SOMMARIO: Dà conto delle ragioni che lo hanno guidato nello scrivere "Il sicario e la signora", il testo teatrale rappresentato a Spoleto. Afferma di essersi sempre interessato ai temi della giustizia, un po' come Gide. Talvolta, ha cercato di "vedere da un punto di vista diverso e opposto" certe situazioni giudiziarie, e da questo atteggiamento è nata l'opera presente.

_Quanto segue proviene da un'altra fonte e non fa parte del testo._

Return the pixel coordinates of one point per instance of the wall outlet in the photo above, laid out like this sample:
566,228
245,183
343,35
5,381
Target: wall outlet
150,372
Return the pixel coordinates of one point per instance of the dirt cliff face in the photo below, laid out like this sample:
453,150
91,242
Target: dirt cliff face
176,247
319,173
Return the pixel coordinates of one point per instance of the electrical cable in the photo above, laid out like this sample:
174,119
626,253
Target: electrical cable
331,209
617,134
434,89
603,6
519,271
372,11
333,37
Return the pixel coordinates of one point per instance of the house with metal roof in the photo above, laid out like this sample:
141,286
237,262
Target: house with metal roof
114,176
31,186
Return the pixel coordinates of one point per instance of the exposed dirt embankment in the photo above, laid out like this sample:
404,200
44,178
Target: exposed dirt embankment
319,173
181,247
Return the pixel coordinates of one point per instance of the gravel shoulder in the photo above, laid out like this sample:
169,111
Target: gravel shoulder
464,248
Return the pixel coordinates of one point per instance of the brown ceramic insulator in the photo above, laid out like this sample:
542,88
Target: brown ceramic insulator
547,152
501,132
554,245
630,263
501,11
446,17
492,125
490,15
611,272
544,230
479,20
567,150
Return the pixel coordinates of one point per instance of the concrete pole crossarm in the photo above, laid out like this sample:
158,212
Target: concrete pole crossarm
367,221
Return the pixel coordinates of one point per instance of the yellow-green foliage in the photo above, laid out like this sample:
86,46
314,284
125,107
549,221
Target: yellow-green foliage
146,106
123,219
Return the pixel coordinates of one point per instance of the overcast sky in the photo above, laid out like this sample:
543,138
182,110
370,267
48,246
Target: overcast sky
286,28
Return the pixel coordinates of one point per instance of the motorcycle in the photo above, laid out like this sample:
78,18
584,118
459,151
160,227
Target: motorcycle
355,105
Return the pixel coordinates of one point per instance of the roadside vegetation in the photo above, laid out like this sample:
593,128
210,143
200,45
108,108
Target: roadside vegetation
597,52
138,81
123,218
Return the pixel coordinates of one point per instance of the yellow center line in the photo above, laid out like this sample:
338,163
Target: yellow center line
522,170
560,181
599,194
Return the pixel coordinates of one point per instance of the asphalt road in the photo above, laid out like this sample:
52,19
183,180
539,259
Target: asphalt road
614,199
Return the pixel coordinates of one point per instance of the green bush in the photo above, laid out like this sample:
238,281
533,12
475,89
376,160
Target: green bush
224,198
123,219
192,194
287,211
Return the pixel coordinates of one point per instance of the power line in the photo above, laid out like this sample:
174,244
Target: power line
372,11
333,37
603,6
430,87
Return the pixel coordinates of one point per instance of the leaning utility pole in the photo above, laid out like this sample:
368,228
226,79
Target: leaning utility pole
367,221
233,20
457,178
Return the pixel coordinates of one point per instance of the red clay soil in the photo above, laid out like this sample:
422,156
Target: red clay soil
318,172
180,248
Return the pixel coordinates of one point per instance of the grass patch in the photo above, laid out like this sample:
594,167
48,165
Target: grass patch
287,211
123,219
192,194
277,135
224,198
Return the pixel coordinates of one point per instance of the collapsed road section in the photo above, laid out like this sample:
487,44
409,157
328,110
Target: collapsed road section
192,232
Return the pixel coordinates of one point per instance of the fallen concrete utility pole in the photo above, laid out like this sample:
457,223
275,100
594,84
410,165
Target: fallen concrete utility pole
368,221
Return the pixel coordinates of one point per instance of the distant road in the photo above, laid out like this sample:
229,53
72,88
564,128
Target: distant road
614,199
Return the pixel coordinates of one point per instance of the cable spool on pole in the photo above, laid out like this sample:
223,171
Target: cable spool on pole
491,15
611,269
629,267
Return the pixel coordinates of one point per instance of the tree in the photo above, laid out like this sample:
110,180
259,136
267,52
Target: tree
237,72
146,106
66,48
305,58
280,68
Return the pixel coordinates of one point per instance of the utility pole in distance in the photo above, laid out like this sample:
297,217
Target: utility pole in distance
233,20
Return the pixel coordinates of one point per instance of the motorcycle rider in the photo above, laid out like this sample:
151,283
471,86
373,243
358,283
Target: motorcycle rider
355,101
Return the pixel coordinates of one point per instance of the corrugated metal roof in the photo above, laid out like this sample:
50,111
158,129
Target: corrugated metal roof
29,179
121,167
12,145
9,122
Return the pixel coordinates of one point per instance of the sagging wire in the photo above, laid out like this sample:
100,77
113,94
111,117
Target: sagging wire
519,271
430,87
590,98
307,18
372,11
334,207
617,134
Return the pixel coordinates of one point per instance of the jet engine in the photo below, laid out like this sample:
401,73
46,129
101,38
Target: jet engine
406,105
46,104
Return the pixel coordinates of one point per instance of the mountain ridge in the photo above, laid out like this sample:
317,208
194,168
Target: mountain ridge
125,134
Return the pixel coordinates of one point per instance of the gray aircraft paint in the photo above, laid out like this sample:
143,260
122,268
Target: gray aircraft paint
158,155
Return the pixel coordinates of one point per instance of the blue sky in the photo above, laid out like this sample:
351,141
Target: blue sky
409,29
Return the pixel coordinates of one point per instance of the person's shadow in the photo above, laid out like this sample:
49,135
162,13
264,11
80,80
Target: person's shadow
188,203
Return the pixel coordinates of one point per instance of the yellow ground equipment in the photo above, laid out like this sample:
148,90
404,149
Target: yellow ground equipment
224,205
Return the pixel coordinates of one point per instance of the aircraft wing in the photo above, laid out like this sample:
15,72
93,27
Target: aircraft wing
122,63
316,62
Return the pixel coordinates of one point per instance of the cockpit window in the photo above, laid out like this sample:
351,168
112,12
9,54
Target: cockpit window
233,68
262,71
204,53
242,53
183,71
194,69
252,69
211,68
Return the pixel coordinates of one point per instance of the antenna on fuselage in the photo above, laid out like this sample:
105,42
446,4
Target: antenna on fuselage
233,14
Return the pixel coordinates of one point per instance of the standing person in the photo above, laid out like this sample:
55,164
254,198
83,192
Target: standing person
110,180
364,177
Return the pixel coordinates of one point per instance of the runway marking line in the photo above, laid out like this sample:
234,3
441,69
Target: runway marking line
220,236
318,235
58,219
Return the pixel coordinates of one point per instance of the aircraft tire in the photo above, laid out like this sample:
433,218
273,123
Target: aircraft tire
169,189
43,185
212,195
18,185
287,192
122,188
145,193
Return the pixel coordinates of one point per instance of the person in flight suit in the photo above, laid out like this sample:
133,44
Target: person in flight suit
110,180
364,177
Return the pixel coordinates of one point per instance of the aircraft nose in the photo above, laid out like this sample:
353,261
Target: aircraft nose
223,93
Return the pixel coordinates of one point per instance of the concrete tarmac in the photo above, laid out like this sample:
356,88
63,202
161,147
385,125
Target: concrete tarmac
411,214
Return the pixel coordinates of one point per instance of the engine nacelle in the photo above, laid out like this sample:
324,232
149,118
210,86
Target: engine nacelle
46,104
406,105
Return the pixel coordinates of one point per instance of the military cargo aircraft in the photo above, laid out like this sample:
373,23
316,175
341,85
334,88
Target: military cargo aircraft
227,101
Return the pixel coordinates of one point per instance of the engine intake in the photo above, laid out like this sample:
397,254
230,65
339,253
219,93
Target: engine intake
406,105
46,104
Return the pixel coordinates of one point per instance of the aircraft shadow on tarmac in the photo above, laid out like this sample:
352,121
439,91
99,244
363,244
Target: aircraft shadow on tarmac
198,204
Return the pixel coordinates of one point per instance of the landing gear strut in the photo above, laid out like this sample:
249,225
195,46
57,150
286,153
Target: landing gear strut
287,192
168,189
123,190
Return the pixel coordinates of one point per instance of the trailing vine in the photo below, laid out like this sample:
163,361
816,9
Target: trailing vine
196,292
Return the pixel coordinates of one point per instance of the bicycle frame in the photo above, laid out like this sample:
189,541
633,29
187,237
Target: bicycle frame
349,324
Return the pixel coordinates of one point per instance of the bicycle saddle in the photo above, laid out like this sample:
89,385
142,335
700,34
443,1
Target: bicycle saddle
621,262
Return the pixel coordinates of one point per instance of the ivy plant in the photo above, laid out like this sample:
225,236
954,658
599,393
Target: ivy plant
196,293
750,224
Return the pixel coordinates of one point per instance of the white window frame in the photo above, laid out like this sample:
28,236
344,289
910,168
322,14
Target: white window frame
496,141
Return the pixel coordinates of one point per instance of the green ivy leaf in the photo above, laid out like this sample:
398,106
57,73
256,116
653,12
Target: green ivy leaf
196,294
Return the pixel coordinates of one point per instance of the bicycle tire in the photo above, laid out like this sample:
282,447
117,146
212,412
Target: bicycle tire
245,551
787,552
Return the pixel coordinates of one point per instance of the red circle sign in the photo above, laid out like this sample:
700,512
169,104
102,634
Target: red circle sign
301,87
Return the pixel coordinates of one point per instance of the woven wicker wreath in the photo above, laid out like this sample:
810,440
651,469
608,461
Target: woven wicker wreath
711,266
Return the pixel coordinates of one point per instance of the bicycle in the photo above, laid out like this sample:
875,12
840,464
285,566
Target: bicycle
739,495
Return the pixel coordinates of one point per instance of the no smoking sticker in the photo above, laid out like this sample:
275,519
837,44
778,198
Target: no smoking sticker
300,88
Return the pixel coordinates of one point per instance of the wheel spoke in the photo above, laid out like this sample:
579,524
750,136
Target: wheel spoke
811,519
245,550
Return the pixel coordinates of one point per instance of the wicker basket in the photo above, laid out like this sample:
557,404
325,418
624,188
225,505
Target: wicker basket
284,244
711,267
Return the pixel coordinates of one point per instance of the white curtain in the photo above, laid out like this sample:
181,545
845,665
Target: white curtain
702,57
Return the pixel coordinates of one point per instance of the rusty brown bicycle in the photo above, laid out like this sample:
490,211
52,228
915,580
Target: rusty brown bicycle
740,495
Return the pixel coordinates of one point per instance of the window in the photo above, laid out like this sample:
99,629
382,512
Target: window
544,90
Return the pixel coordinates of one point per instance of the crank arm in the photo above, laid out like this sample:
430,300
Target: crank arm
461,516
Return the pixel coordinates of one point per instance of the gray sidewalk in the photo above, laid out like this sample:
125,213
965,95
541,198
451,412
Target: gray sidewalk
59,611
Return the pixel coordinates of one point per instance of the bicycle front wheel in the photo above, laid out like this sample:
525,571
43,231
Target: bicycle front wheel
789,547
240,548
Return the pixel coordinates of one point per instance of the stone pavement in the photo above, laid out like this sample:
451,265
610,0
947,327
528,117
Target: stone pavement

(NOTIZIE RADICALI, 18 GIUGNO 1985)
Ho dedicato sempre molta attenzione al problema della giustizia, dell'amministrazione della giustizia. Posso anche confessare che, in determinati momenti,ne sono stato e ne sono ossessionato. Come al presente. Con una certa assiduità seguo le cronache criminali e giudiziarie, quelle che i francesi chiamano dei "fatti diversi" e che Gide, a un certo punto della sua vita, dopo la sua esperienza di giurato in Corte di Assise, andava raccogliendo nei libretti, che Gallimard pubblicava, in una collana che si intitolava "Non giudicate".
Ma tra le cronache di delitti e processi - a parte quelle in cui si intravedono i possibili e probabili errori polizieschi e giudiziari - qualche volta ho indugiato con l'immaginazione su quelle che era possibile rovesciare, vedere da un punto diverso e opposto, mutare l'identità dei colpevoli e delle vittime.
E per almeno due volte questo gioco dell'immaginazione è trasmigrato sulla carta, è diventato racconto o parte iniziale di racconto: nel "Contesto" e in "Gioco di società". Quest'ultimo racconto, immaginato sulle cronache di un processo famoso, è diventato facilmente teatro.
E dico facilmente perchè già, in effetti, lo era, svolgendosi tutto in dialogo. Ho preso un diverso titolo - il sicario e la signora -: ma non per nascondere il fatto che già esisteva come racconto, ma perchè più pertinente, più consono all'oggi, a questi nostri anni in cui signore e signori con più facilità di prima trovano e mandano sicari.